One limitation of our single-centre study was the retrospective and observational nature. However, the allcomer design potentially minimised selection bias. In this regard, many prospective, randomised, controlled trials do not enrol all consecutive patients owing to exclusion criteria or missing informed consent. Here we present a reliable, allcomer registry in which all in-hospital events were carefully reported.

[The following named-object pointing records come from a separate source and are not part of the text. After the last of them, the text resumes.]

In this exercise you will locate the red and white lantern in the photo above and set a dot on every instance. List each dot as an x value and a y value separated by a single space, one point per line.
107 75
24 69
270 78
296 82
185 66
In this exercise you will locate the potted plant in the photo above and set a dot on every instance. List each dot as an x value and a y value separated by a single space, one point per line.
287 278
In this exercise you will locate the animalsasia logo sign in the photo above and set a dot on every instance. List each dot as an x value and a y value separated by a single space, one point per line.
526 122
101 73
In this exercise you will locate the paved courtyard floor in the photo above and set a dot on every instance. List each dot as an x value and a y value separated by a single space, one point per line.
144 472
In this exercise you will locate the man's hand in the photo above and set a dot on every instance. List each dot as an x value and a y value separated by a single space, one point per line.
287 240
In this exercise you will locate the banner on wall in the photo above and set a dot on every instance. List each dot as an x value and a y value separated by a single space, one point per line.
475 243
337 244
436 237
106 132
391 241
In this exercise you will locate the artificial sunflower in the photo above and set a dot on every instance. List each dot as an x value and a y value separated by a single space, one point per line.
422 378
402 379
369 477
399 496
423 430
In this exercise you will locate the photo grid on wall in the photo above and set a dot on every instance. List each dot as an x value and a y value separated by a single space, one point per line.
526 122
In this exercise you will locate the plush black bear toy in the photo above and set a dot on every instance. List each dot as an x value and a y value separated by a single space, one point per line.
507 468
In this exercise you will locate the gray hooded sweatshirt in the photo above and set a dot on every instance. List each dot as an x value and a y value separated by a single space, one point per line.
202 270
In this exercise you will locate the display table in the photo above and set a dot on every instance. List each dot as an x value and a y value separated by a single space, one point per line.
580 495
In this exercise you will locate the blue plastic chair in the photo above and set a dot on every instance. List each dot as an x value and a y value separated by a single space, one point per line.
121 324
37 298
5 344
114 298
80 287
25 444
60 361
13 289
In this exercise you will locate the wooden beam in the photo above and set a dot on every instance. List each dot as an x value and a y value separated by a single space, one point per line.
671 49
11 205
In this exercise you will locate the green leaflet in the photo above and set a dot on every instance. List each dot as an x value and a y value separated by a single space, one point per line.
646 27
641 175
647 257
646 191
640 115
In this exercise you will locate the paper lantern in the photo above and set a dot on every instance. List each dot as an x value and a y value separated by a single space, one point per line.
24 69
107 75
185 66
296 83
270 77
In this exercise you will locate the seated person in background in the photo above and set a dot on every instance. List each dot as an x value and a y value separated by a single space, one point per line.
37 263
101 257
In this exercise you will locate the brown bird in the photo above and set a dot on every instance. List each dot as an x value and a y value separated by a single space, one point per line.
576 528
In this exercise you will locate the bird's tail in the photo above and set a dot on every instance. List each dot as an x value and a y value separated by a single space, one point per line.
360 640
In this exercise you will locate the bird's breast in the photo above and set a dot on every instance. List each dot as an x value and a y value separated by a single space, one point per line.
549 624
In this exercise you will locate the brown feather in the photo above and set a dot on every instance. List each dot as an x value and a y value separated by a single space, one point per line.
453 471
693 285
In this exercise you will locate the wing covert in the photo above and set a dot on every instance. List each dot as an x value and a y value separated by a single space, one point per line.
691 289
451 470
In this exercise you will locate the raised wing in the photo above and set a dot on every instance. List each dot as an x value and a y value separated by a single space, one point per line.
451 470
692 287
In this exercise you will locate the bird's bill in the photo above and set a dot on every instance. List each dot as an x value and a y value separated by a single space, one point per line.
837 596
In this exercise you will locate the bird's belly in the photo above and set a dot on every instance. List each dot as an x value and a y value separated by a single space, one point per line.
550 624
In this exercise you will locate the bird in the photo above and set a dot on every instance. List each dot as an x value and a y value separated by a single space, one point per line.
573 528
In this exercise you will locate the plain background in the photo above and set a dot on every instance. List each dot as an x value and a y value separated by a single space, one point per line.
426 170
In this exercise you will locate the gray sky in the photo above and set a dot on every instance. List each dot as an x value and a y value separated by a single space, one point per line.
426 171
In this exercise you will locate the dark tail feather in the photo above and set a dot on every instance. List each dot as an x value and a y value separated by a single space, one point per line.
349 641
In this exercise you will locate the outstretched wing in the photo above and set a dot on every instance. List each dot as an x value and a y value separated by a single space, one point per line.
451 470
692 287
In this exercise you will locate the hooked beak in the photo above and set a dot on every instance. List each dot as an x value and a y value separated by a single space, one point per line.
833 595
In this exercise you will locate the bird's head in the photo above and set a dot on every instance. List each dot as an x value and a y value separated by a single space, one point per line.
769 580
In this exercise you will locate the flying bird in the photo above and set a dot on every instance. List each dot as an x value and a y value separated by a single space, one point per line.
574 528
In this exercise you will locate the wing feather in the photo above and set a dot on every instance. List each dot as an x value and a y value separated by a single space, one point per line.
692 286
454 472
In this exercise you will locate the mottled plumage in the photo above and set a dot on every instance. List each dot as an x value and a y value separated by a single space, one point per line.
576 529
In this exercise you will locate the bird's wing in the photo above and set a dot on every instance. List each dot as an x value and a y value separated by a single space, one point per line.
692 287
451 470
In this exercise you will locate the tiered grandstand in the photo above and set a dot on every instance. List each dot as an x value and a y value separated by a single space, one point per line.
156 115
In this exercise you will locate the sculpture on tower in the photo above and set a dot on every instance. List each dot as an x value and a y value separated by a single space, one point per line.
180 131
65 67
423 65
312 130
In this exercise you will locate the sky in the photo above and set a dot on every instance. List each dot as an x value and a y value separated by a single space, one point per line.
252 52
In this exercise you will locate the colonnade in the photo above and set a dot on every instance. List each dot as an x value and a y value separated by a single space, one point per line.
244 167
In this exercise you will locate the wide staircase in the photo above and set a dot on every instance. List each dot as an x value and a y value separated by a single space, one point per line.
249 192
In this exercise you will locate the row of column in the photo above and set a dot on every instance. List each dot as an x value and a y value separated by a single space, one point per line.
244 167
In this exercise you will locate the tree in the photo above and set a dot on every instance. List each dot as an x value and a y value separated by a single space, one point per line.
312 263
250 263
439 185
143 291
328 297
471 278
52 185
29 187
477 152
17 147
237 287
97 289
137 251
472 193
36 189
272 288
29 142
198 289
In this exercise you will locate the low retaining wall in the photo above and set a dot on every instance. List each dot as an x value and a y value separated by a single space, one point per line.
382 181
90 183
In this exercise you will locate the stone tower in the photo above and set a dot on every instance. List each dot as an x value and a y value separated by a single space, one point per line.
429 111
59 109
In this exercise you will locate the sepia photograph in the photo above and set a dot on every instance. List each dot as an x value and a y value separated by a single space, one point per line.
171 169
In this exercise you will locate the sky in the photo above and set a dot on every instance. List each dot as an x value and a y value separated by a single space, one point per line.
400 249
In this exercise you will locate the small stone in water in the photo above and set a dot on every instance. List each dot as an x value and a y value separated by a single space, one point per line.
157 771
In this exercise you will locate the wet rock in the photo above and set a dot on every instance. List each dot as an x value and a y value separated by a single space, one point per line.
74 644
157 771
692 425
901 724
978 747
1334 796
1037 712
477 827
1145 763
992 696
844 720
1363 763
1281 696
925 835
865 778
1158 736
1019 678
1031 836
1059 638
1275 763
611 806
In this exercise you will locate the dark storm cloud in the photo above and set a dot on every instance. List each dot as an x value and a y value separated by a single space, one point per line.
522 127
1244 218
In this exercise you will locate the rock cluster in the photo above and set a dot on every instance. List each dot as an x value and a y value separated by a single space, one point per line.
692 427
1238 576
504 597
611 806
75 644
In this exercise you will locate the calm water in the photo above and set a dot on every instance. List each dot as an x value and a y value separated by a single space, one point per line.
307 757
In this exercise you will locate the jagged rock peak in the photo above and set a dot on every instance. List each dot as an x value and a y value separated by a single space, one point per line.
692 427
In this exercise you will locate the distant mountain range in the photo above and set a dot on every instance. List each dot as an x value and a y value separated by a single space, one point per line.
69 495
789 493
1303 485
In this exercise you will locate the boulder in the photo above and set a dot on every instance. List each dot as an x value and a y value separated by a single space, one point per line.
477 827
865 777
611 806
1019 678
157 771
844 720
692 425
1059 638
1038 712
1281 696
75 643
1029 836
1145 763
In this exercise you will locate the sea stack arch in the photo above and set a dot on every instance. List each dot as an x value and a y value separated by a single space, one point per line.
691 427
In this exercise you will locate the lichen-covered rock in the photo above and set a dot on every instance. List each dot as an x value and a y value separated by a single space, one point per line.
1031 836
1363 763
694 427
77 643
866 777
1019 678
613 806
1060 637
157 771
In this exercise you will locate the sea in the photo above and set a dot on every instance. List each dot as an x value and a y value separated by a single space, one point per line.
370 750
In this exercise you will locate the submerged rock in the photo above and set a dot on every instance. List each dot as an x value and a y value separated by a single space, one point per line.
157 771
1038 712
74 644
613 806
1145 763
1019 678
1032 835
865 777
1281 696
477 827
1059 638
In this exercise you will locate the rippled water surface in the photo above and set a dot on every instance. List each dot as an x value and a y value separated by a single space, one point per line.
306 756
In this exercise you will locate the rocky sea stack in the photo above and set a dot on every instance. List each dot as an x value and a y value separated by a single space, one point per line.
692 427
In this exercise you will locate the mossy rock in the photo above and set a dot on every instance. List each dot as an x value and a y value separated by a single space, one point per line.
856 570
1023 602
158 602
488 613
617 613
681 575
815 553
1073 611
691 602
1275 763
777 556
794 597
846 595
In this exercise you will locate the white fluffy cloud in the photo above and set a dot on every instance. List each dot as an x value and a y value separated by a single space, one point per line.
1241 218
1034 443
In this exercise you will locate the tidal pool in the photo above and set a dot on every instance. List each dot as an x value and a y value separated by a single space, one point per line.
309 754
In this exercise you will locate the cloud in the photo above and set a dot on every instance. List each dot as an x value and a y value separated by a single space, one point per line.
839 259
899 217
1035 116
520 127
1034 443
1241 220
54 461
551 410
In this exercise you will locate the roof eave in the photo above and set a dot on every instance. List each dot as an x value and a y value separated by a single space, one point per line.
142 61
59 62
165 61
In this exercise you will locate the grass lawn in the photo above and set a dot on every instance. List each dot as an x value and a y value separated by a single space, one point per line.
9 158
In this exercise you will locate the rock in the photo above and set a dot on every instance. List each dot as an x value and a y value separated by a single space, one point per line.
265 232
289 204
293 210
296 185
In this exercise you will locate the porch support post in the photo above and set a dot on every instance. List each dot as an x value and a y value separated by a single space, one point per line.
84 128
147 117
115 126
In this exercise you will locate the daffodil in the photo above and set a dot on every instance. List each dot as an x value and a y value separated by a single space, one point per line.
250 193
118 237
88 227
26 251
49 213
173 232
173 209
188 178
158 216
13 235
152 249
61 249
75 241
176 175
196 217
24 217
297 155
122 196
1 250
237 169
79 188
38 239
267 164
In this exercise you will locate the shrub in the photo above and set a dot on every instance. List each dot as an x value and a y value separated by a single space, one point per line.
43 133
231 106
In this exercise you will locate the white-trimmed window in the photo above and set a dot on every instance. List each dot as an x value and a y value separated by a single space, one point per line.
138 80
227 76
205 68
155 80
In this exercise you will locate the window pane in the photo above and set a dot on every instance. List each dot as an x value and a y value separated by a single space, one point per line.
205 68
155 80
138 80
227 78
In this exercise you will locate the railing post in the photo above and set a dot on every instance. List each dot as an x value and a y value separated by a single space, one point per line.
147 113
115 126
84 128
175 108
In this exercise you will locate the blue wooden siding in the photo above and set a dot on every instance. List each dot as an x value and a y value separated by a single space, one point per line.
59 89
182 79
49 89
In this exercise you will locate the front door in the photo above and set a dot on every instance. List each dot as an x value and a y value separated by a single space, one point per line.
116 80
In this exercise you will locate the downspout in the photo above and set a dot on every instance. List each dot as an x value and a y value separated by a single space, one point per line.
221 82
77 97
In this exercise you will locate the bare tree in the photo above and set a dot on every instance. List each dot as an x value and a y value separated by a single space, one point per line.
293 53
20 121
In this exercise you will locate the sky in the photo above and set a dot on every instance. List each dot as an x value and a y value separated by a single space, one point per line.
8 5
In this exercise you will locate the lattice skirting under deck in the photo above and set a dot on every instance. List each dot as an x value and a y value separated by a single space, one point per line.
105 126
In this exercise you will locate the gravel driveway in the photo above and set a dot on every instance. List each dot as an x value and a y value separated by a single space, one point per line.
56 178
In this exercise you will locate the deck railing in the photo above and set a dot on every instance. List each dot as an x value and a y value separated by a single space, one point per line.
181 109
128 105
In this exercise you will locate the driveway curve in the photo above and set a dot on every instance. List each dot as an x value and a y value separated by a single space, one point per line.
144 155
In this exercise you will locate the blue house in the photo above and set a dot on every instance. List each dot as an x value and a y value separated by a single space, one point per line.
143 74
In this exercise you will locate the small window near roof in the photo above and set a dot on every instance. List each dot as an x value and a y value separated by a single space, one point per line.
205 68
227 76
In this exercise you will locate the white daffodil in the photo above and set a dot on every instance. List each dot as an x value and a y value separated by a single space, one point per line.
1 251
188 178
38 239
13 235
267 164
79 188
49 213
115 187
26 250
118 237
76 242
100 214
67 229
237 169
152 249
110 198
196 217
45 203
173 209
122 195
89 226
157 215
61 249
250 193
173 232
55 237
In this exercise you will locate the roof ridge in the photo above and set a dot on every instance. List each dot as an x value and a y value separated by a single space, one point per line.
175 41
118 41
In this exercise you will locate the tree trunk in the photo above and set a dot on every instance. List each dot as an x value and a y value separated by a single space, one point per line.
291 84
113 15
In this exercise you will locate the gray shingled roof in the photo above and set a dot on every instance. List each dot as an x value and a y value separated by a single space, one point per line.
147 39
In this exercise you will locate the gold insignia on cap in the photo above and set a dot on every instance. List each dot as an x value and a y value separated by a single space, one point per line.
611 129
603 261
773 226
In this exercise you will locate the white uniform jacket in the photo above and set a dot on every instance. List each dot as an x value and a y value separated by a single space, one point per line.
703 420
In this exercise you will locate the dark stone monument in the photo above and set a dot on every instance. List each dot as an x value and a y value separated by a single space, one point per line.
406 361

However, data on long-term follow-up are lacking and only limited information on medical assessments such as door-to-balloon time, percentage of TIMI flow and rate of multivessel PCIs was available.

In summary, registries can serve as effective tools for evaluating outcomes and clinical practice. They are able to demonstrate to what degree the highest standards of evidence-based care are used and what impact they have on outcome. Our results provide such an insight and strongly suggest that outcome must particularly be improved in patients with cardiogenic shock, who contribute the most to morbidity and mortality in ACS. Furthermore, they strongly suggest that preventive medication with aspirin, stains and beta-blockers may protect from STEMI, the clinical presentation with the worst outcome.